El diálogo de la infancia con el sondo del aguacero

Reportajes

César Rito Salinas

Para José Narval

Por estos días con lluvias repentinas, el caer de las gotas de agua sobre los tejados de la ciudad, con ese sonido que nos acompaña en altas horas de la noche, vuelvo a recordar los días de mi niñez cuando despertaba en la oscuridad, todos dormidos en casa, y olía ese caer de la lluvia.

Ese sonido que se ató a mi cabeza, ese aroma respirado en la más absoluta oscuridad.

Las noches de lluvia marcaron el tiempo abierto de los sueños del niño callado que fui.

Los demás dormían mientras ese pequeño anidaba historias en su cabeza, a partir del sonido de la lluvia que cae.

De esas noches obtuve certezas: el mundo de la imaginación está próximo a uno: ahí estaba la lluvia, la seguridad que otorgan las aguas del cielo al ser humano, ese sonido al caer sobre el tejado, tan próximo que uno lo respira.

Ahí estaban papá y mamá, todos.
Lejos de ese espacio estaba la muerte, la enfermedad, el sufrimiento.

Digamos que el sonido de la lluvia fue el prólogo para entrar al mundo de los libros, donde imperan ciertas atmósferas, aromas.

Pasó el tiempo, mi vida agarró otros rumbos: tomé la calle de los músicos, la carretera que conduce al puerto, a las cantinas. Crecí. Encontré amigos y mujeres, algunos libros. Murió mi padre, mis hermanos crecieron, aunque con pocos años empezó a golpear la vida mis entrañas.

Partí de mi casa. La casa ya no era el sitio donde nos reuníamos a desayunar los domingos, donde se fraguaron los primeros ilusiones.

Llegaron las carencias, la enfermedad, el dolor.
Tomé plena conciencia del camino, de la amistad, del dolor y de la muerte.

Conocí otras ciudades, otros puertos; muchos barrios.
Disfruté la presencia de la mujer y la camaradería de la gente sencilla.

Me alegraron los amaneceres y la puesta de sol, en compañía y sin ella.

La lluvia nocturna seguía presente en mi vida.
Nada me otorga más certezas en la vida que escuchar la lluvia caer, oler la tierra mojada.
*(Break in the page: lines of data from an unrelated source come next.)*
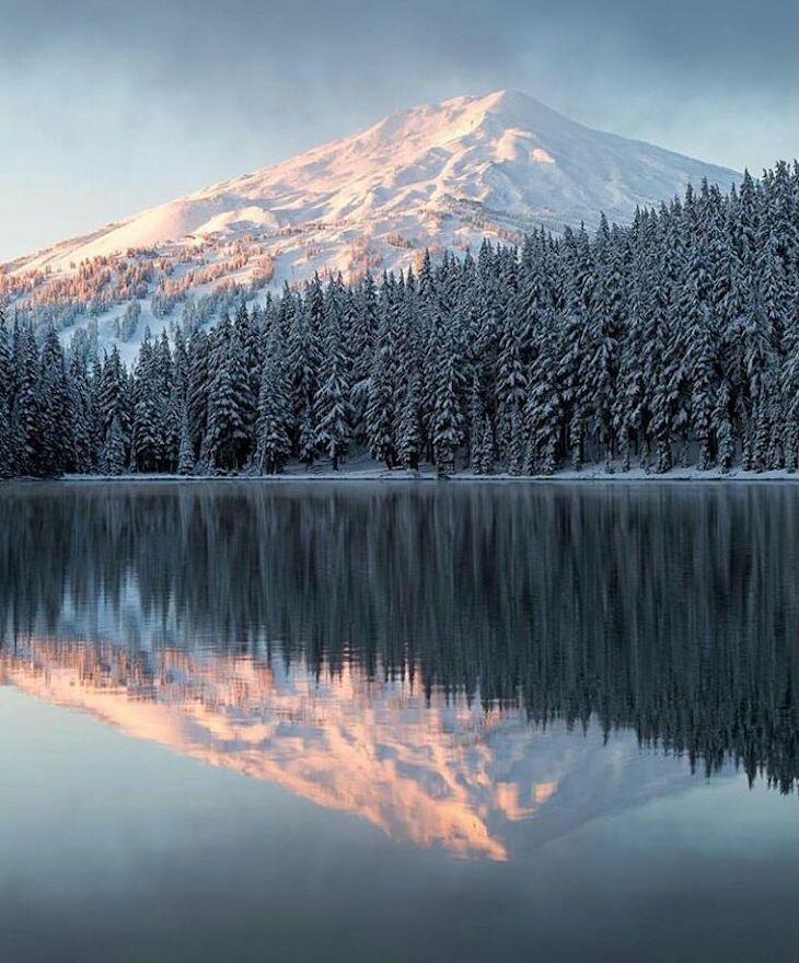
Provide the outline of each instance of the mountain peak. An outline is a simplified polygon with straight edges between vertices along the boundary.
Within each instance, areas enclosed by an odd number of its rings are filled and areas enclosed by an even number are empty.
[[[723,187],[738,179],[501,89],[398,111],[360,134],[22,258],[0,274],[0,297],[10,291],[18,305],[43,310],[71,304],[69,278],[81,263],[111,259],[127,276],[158,258],[158,270],[144,272],[151,280],[135,290],[120,282],[81,295],[107,303],[108,320],[135,298],[154,321],[173,302],[215,295],[223,283],[255,294],[314,271],[356,278],[403,268],[427,247],[463,250],[485,235],[517,241],[537,225],[592,228],[601,211],[624,222],[704,177]]]

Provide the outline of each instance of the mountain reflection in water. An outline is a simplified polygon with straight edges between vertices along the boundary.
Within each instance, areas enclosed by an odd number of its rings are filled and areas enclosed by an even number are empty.
[[[794,787],[798,519],[791,486],[8,487],[0,673],[503,860],[638,742]]]

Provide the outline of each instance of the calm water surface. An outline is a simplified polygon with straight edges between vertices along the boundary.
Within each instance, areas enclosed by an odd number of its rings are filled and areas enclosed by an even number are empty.
[[[0,960],[799,959],[799,487],[0,488]]]

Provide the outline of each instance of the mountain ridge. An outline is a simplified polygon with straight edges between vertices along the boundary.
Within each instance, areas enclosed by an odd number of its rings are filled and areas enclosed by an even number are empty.
[[[67,304],[106,323],[138,301],[154,322],[222,289],[256,297],[314,272],[357,280],[485,235],[592,229],[601,211],[627,222],[703,178],[740,179],[519,91],[456,96],[18,258],[0,267],[0,298],[55,310],[61,327]]]

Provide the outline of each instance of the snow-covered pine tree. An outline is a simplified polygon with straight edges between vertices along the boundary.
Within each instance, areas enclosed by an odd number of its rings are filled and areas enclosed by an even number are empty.
[[[314,398],[316,448],[331,460],[333,471],[347,454],[351,437],[349,359],[341,333],[339,305],[333,297],[325,299],[323,347],[319,387]]]

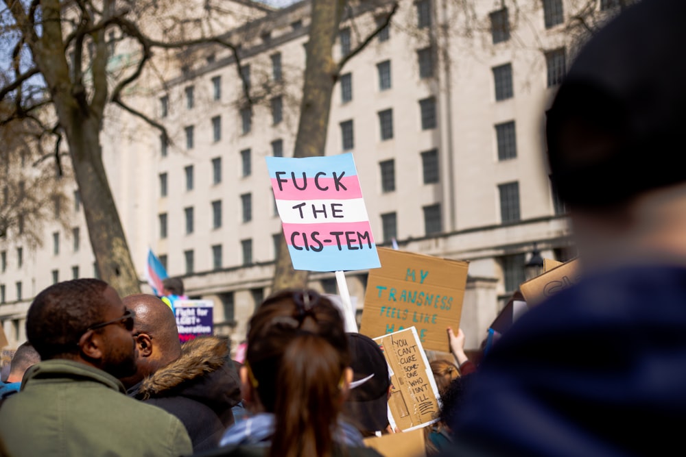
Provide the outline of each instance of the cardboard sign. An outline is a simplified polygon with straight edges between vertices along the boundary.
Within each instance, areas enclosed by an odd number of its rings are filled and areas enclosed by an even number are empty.
[[[446,330],[460,328],[469,264],[379,248],[369,272],[360,332],[374,338],[414,325],[424,347],[449,352]]]
[[[580,274],[579,261],[574,259],[522,283],[519,289],[530,307],[539,304],[548,297],[576,284]]]
[[[212,334],[212,300],[176,300],[174,304],[181,343]]]
[[[438,389],[414,327],[375,338],[388,362],[388,422],[403,432],[438,420]]]
[[[353,154],[266,159],[293,268],[380,267]]]
[[[390,433],[364,439],[364,444],[384,457],[425,457],[427,455],[424,430]]]

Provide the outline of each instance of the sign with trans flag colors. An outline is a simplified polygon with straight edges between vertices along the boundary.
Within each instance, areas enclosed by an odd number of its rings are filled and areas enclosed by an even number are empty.
[[[381,267],[353,154],[266,158],[293,268]]]

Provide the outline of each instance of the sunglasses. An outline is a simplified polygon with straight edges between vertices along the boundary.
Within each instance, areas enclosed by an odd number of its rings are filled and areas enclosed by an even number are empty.
[[[130,332],[133,330],[134,318],[136,317],[136,313],[134,312],[133,310],[126,310],[124,312],[124,315],[121,317],[118,317],[115,319],[111,321],[108,321],[107,322],[101,322],[100,323],[96,323],[93,325],[91,325],[86,330],[95,330],[99,328],[102,328],[103,327],[106,327],[110,324],[119,323],[121,322],[123,324],[124,328]]]

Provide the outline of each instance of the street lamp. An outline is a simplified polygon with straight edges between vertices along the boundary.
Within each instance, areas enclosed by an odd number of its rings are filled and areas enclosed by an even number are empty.
[[[529,261],[524,264],[524,275],[526,280],[534,278],[543,272],[543,258],[541,256],[538,244],[534,243],[534,250],[531,252]]]

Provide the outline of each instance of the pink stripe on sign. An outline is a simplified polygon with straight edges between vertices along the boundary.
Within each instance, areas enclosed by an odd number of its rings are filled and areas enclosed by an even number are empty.
[[[274,195],[278,200],[327,199],[344,200],[362,198],[362,190],[359,188],[359,180],[357,175],[344,176],[342,178],[334,180],[333,177],[325,177],[322,175],[318,177],[316,180],[314,178],[314,176],[308,176],[307,179],[303,180],[302,174],[300,176],[296,175],[296,181],[294,183],[291,175],[281,175],[279,179],[283,190],[279,189],[279,182],[276,180],[276,178],[272,178],[272,188],[274,189]]]
[[[370,248],[374,237],[369,221],[340,222],[325,224],[283,224],[286,243],[290,246],[304,247],[312,250],[319,246],[339,246],[342,249]],[[308,249],[309,250],[309,249]]]

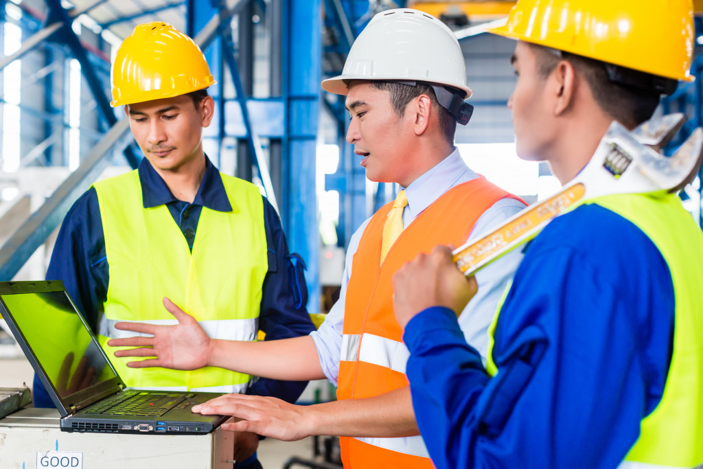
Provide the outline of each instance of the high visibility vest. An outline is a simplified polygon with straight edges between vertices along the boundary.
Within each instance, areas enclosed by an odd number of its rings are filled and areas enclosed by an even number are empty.
[[[268,270],[264,204],[259,189],[221,174],[231,212],[203,207],[193,252],[165,205],[144,208],[136,170],[94,185],[100,204],[110,282],[98,341],[129,386],[154,390],[244,392],[252,378],[220,368],[192,371],[127,368],[110,338],[131,337],[115,323],[176,323],[168,297],[213,338],[254,340]]]
[[[673,347],[662,400],[640,424],[640,436],[620,469],[703,468],[703,236],[676,195],[599,197],[588,201],[633,223],[652,240],[673,282]],[[498,372],[489,328],[486,370]]]
[[[393,274],[438,244],[460,245],[484,212],[507,196],[483,177],[450,189],[403,231],[380,265],[383,225],[392,203],[372,217],[354,256],[347,285],[338,399],[363,399],[408,385],[409,352],[393,309]],[[340,444],[347,468],[434,467],[420,435],[342,437]]]

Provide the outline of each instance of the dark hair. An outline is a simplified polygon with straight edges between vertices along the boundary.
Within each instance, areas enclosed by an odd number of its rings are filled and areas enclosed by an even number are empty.
[[[432,107],[437,110],[439,122],[439,130],[450,145],[454,144],[454,134],[456,133],[456,120],[449,114],[449,111],[442,107],[434,95],[434,90],[427,83],[418,82],[415,86],[398,83],[397,82],[371,82],[376,89],[388,91],[390,94],[391,105],[399,117],[403,117],[408,103],[421,94],[430,96]]]
[[[195,109],[198,109],[202,100],[207,97],[207,89],[196,89],[195,91],[186,93],[184,96],[192,99],[193,105],[195,106]]]
[[[528,44],[537,56],[542,78],[548,77],[561,60],[567,60],[586,79],[600,108],[628,128],[650,119],[659,105],[661,95],[657,91],[611,81],[605,62],[563,51],[559,56],[546,47]]]

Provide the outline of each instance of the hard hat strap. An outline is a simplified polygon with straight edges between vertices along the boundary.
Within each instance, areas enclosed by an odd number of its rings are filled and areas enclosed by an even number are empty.
[[[569,56],[583,57],[583,56],[565,52],[564,51],[560,51],[552,47],[546,47],[545,46],[542,47],[563,60],[568,60]],[[586,58],[588,58],[586,57]],[[640,72],[596,59],[592,58],[591,60],[600,62],[603,65],[603,67],[605,68],[605,72],[607,73],[609,81],[624,86],[638,88],[645,91],[651,91],[668,96],[676,91],[676,87],[678,86],[678,81],[671,78],[660,77],[652,75],[651,73],[647,73],[646,72]]]
[[[389,80],[390,81],[390,80]],[[392,80],[395,83],[406,84],[410,86],[415,86],[418,82],[413,80]],[[469,123],[471,116],[474,113],[474,107],[468,103],[465,103],[463,98],[458,94],[460,92],[450,91],[446,86],[435,83],[421,82],[432,87],[434,90],[434,97],[437,98],[437,103],[442,108],[446,109],[449,114],[456,120],[458,124],[466,125]]]

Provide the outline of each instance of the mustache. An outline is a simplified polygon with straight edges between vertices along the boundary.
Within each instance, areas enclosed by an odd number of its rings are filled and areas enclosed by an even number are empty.
[[[169,151],[169,150],[174,150],[176,147],[174,146],[153,146],[150,148],[147,148],[147,151],[150,153],[155,153],[161,151]]]

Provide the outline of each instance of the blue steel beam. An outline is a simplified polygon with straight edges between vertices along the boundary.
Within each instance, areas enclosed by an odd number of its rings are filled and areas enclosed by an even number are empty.
[[[46,0],[46,5],[49,6],[49,13],[47,23],[53,24],[60,22],[62,27],[58,33],[61,38],[67,44],[73,56],[81,64],[81,73],[86,79],[88,87],[91,90],[93,96],[98,103],[98,109],[100,115],[110,126],[114,125],[117,122],[117,118],[115,116],[115,113],[110,105],[110,101],[105,96],[103,89],[103,83],[98,78],[95,70],[88,58],[88,54],[81,45],[80,40],[73,32],[71,27],[72,20],[69,18],[66,10],[61,6],[60,0]],[[131,147],[127,147],[124,149],[124,156],[127,162],[133,168],[136,168],[139,165],[139,158]]]
[[[120,16],[120,18],[115,18],[112,21],[108,21],[108,23],[101,23],[100,27],[103,30],[109,28],[110,26],[114,25],[117,25],[121,23],[124,23],[125,21],[131,21],[132,20],[136,20],[138,18],[141,18],[142,16],[146,16],[147,15],[153,15],[154,13],[157,13],[165,10],[170,10],[171,8],[176,8],[183,6],[185,2],[183,1],[176,1],[173,4],[169,4],[167,5],[163,5],[162,6],[151,8],[150,10],[146,10],[144,11],[139,11],[130,15],[125,15],[124,16]]]
[[[231,18],[231,14],[230,11],[227,11],[224,3],[224,1],[220,2],[221,37],[223,41],[223,49],[225,50],[228,49],[232,50],[234,48],[232,45],[232,30],[230,27],[229,20]],[[264,151],[262,150],[261,143],[259,141],[259,134],[257,134],[256,129],[254,129],[253,124],[249,115],[249,110],[247,107],[247,96],[245,94],[244,86],[242,85],[242,81],[239,76],[239,68],[237,66],[237,61],[235,60],[233,54],[225,53],[224,55],[225,62],[229,67],[232,81],[234,83],[235,91],[237,94],[237,101],[239,101],[242,113],[242,120],[244,121],[244,126],[247,129],[247,143],[249,151],[254,157],[253,162],[259,172],[259,177],[264,185],[264,191],[266,192],[266,198],[269,199],[269,202],[273,206],[276,212],[280,212],[276,193],[273,191],[273,186],[271,180],[271,174],[269,172],[269,167],[266,165],[266,159],[264,157]]]
[[[5,242],[0,248],[0,280],[12,280],[37,248],[61,223],[73,201],[110,163],[112,159],[105,155],[114,155],[127,147],[131,141],[129,127],[127,119],[113,126],[79,168]]]
[[[76,18],[77,16],[79,16],[84,13],[88,13],[89,11],[96,8],[96,6],[100,6],[101,5],[102,5],[104,3],[106,3],[107,1],[108,1],[108,0],[96,0],[96,1],[93,1],[92,4],[88,5],[87,6],[83,8],[79,9],[77,8],[72,8],[68,11],[68,15],[71,18]]]
[[[206,49],[215,37],[219,25],[218,18],[213,17],[193,38],[195,44],[201,49]],[[129,128],[126,118],[115,123],[93,147],[78,169],[0,248],[0,280],[11,280],[15,276],[61,223],[76,198],[112,162],[114,155],[127,148],[132,141]]]
[[[316,153],[322,18],[320,0],[283,1],[283,98],[286,135],[282,139],[281,216],[292,250],[307,263],[308,311],[319,309],[320,234],[316,193]]]

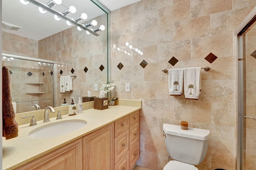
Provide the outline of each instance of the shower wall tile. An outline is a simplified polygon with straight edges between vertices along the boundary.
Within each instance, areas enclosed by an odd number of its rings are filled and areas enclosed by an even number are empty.
[[[212,35],[234,32],[253,8],[251,6],[211,14]]]
[[[192,0],[191,18],[232,10],[232,0]]]
[[[233,56],[233,34],[228,34],[191,40],[191,59],[204,58],[210,53],[218,57]]]
[[[210,36],[210,15],[174,23],[174,41],[188,40]]]
[[[190,0],[186,0],[158,9],[158,25],[172,24],[190,18]]]

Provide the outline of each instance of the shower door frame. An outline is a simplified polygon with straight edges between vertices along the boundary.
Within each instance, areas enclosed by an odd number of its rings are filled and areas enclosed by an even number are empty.
[[[244,87],[243,87],[243,44],[245,36],[243,34],[256,20],[256,6],[254,8],[234,32],[237,38],[237,149],[236,170],[242,170],[243,167],[243,127],[244,127]]]

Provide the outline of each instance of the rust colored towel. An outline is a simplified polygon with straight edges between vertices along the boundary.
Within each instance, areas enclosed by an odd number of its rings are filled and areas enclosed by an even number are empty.
[[[18,136],[18,126],[15,121],[15,114],[12,104],[10,89],[9,70],[6,66],[2,68],[3,134],[7,139]]]

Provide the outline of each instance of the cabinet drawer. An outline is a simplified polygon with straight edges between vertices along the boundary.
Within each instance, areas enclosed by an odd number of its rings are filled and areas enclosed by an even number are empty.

Soy gente del calor, por eso amo la lluvia que hace crecer la tierra, que reproduce sus frutos. La lluvia: en el campo o la ciudad, en los mares.

El agua intensa que cae en las madrugadas y hace por un instante que el horizonte se pierda, que se junten tierra y mar.

Por un instante.

Hasta que la luz violenta del relámpago los separa.

Una tarde pude caminar sobre la arena del mar, humedecida por las olas y por el agua de lluvia: miles de gotas de agua dulce sobre la playa abierta.

El agua de lluvia sobre la arena en cópula ancestral.
La lluvia sobre el mar, el instante mismo que hizo posible que la vida fuera.

Por estas noches la lluvia cae.

Yo despierto y en mi cabeza vuelven a crecer las historias, como en los días de mi niñez.

Por un instante, al escuchar el caer del agua, al adentrarme en la oscuridad de la noche en la quietud de mi casa, en esa soledad, vuelvo a sentir que están muy cerca de mi cama papá y mamá, mis hermanos.

Vuelvo a confiar en los días del mundo que vendrá.
Y con el sonido de la lluvia está lejos, muy lejos, la muerte y la enfermedad, el desamparo.